Figure 9. Relevé et disposition des canons ( Khellaf et Bensalah 2016).

La question qui reste posée même sans la présence d’épave, pourquoi un navire de guerre serait-il venu s’échouer dans cette baie ? Dans un rapport de la marine française, du XIXème siècle le commandant Collet affirme que les bateaux algériens qui battent en retraite, regagnent leur port, en navigant près du rivage, cherchant la protection des batteries à terre (Devoulx 1869). C’est une technique défensive qui pourrait être périlleuse pour les navires, surtout ennemis, car en plus des batteries défensives, l’ennemi ne connait pas forcément les hauts fonds à proximité du rivage. Nous avons alors entrepris des recherches en archives sur les différentes batailles qui auraient pu avoir lieu à Cherchell. L’une d’elle s’est déroulée le 24 aout 1665 pendant laquelle une flotte française commandée par le duc de Beaufort et le chevalier Paul, y défait une escadre algérienne, deux bâtiments ottomans, dont le navire-amiral le Pots-de-Fleurs, sont coulés et trois autres capturés ( De La Roncière et Clerc-Rampal 1934).

Conclusion

Nous avons essayé de démontrer le potentiel archéologique sur le site de l’emplacement du futur port d’El Hamdania, il s’avère que la région est très riche en patrimoine culturel, qui s’échelonne sur plusieurs périodes chronologiques.

Nous avons aussi fait quelques propositions pour la suite des travaux, essentiellement approfondir les recherches sur les sites connus, étendre les recherches au large, à l’emplacement de tous les quais et bassins du port et enfin proposer des solutions pour le traitement du mobilier issu des recherches.

Figure 10. Croquis géomorphologique de la région du futur projet ©C. Morhange 2018.

Le site de la villa romaine des trois ilots, ne sera pas impacté directement par le nouveau port, par contre les conséquences de ce dernier à long terme lui seront fatales. (voir fig 10) D’après le Pr. Morhange, il y’aura à long terme :

  • un problème de gestion des écoulements fluviaux.
  • Accumulation des sédiments et de sable à l’ouest, avec un recouvrement des vestiges archéologiques.
  • Erosion accélérée à l’Est du port, qui jouera un rôle d’un méga-épi qui scinde en deux la cellule sédimentaire.

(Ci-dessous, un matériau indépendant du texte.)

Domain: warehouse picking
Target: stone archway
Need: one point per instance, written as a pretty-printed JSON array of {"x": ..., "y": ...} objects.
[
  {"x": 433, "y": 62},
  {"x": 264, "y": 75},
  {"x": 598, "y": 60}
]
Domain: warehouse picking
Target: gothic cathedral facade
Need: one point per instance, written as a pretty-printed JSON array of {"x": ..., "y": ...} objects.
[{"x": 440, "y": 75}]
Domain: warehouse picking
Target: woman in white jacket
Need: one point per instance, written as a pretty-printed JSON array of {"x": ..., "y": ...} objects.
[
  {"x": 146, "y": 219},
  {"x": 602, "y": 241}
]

En plus des sites étudiés précédemment, deux caps et un delta ont été délimités. Ces zones seront elle aussi concernées par une prospection par observation à petite échelle et éventuellement quelques sondages. Le reste de la zone, dont la majeure partie est au large de la cote, sera concerné par une prospection géophysique et au sonar. Un magnétomètre permettra de localiser la présence de matériaux métallique. Une prospection aérienne est à envisager sur toute la surface du projet.

Références

De La Roncière C., Clerc-Rampal G., 1934, Histoire de la Marine Française, Librairie Larousse, Paris.

Devoulx A., 1869, « La marine de la régence d’Alger », in Revue Africaine, journal des travaux de la société historique algérienne, par les membres de la société sous la direction du président, 13eme année, N°77.

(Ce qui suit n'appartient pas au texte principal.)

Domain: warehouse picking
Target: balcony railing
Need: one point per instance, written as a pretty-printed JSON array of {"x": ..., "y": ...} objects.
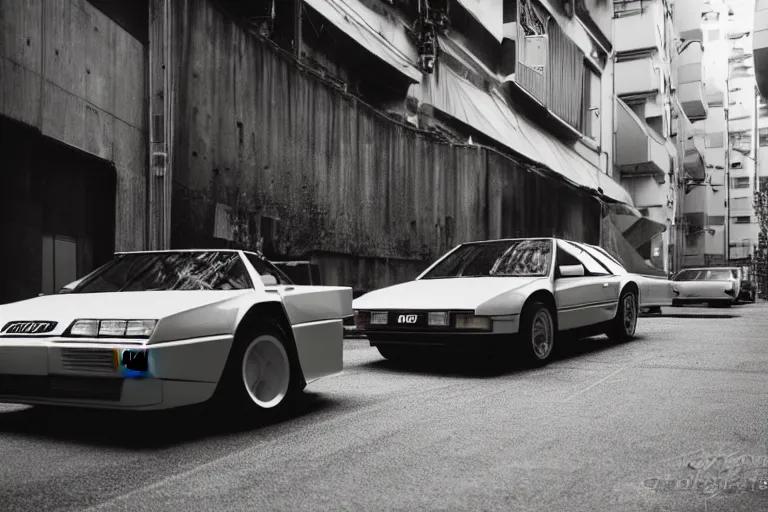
[
  {"x": 688, "y": 19},
  {"x": 639, "y": 151},
  {"x": 694, "y": 164},
  {"x": 637, "y": 30},
  {"x": 636, "y": 77},
  {"x": 691, "y": 91},
  {"x": 549, "y": 66}
]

Gay J., 1988, «Le fer dans la marine en bois : l’exemple de la flotte de guerre française (1665-1815) », In Histoire & Mesure, volume 3 – n°1, Ed. EHESS.

Houaoura (M.), 29/12/2007 « Un canon du XVIe siècle récupéré dans le Port de Cherchell » in quotidien El Watan.

Leveau (Ph.), 1984, Caesarea de Maurétanie, une ville romaine et ses compagnes, Rome : Ecole française de Rome.